Here are the five most common injuries people suffer during strength training and in gyms.
Low Back pain
Rotator Cuff Tear
Low back pain is the most common issue with most of the gym goers. On an average 80% of the people have experienced low back pain during / post heavy lifting exercises. It is okay to have some soreness for a day or two in the muscles after heavy training or when introduced to a new exercise. But most of the time it is related to improper hip and ankle alignment and muscle weakness in the core.
Deadlift, Heavy Overhead Press and Squats are three exercises that can give moderate to major back issues if not performed properly. Deadlift is a highly functional move and must be learnt and performed under guidance.
BARBELL DEADLIFT TIP : The bar should move up in one straight line from top of your feet to your thigh. One must learn a hip hinge first keeping the spine intact and core braced before progressing to loaded deadlifts & squats.
Shoulder impingement can be caused by faulty biomechanics while doing bench press and shoulder press. Bench press being No1 contributor as your shoulder blades are locked against the bench and scapulothoracic joint cannot provide the range of motion and stability required to push the heavy weight on the bar. TIP : You can try to lift the lumber spine up and pressing the feet into the ground try to squeeze your buttocks and lower trapezius muscles this will give some space to your shoulder blades to move underneath and stabilise your spine. Rotator cuff tear is rare but happens when heavy loads are moved at a faster speed mostly in HIIT / CROSSFIT classes. Snatches or heavy overhead squats can lead to rotator cuff tear. It’s a long and painful process from there on… one might need to get a surgery done to repair broken tissues. You avoid this injury with mobilising thoracic spine and shoulder joint well before performing these exercises and gradually build up the endurance and strength before getting to heavier loads. If you feel pain or irritation in shoulder joint in any exercise you must not ignore the pain and address the issue with the help of an expert.

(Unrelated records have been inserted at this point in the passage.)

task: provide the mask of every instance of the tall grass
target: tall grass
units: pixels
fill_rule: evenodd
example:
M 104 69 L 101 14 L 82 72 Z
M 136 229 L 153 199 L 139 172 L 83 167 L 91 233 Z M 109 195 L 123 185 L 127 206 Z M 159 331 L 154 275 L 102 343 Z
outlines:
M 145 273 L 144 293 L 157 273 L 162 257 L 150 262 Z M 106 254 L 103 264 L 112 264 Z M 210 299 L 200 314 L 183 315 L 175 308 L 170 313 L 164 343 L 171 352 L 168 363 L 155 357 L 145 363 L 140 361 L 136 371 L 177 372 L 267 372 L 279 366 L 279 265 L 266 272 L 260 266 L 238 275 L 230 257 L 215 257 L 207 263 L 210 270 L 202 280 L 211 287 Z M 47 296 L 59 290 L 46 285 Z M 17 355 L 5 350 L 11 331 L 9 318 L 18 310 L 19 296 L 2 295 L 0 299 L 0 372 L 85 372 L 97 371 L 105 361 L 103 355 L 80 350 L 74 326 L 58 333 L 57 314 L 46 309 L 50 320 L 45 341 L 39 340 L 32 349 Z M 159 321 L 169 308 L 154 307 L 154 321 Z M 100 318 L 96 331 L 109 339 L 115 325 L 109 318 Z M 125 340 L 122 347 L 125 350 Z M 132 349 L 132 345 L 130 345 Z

Knee pain is the most common issue with anyone who trains or even in sedentary population. In fact knee itself is a very strong and resilient joint or we can say a dumb joint as it just works as hip and ankle ask it to work. If you have any sort of knee pain you must look deeper into your hip and ankle. The problem arises in these joints and knee becomes the victim. Lunges and Squats are two exercises that can give you knee pain if your hips / ankles aren’t doing their job. Work on hip / ankle mobility on daily basis if you have knee pain. Try to harmonise the strength of your hip flexors - glutes, quadriceps - hamstrings, adductors - abductors. Imbalances in these muscles are surely responsible for knee pain.
Muscle Strain can happen in any muscle you are training or muscles used in stabilising (eg core muscles) during exercise.
Improper warmup, lifting too much too soon, loosing the posture and dehydration are majorly responsible for muscle strains. One should not ignore these basics and enjoy lifting weights in a progressive and safe environment.
Here are the most common causes of injuries during a workout...
Lack of warmup or movement preparation
Bad form or posture
Lack of mobility in joints
How can one prevent injuries when following a fitness routine?
Optimal and activity specific warmup is required to prevent most of the injuries in the gym. For eg If you just do a 5-10min jog and then go for a chest training routine it’s is absolutely faulty warmup for a chest day inviting shoulder issues.
Drink enough water through the day also Pre and Intra workout rehydration is important to keep muscles supple and recover faster between the sets / exercise. Make sure you drink 300-500 ml water 20mins prior to your gym session.
Keep your ego out of the gym floor. Everyone needs to know their capacity and how much overload their muscles can take. Lifting a weight that your body can’t handle and you start cheating on form. Make sure you can perform 5-6 good quality reps with good form and then if you need ask for some help to perform another 2-3 reps leading to muscle failure that too once in a while. Beware too many failure sets can tear too many muscle tissues and lead to high level of soreness.
Lift light and set a good form before lifting heavier weights. The first adaptation when you do any sort of exercise is neurological. You need to create mind muscle connection before adding more pounds to the bar. Your brain senses the load and recruit specific muscles to get the job done. It is highly beneficial for beginners if they do high rep (15-20reps) sets with lower weight to set this connection right that too with good posture, tempo and joint alignment. Being aware of your posture is the key thing one should learn from their coaches and seniors.
Specific Joint Mobility training need to be done before any lifting session. Getting your joints into full range of motion is important to keep a check on form and reducing injuries and post workout soreness. If your joints are stiff from prolonged sitting through the day or from last workout you will not enjoy the strength session or can get injured easily.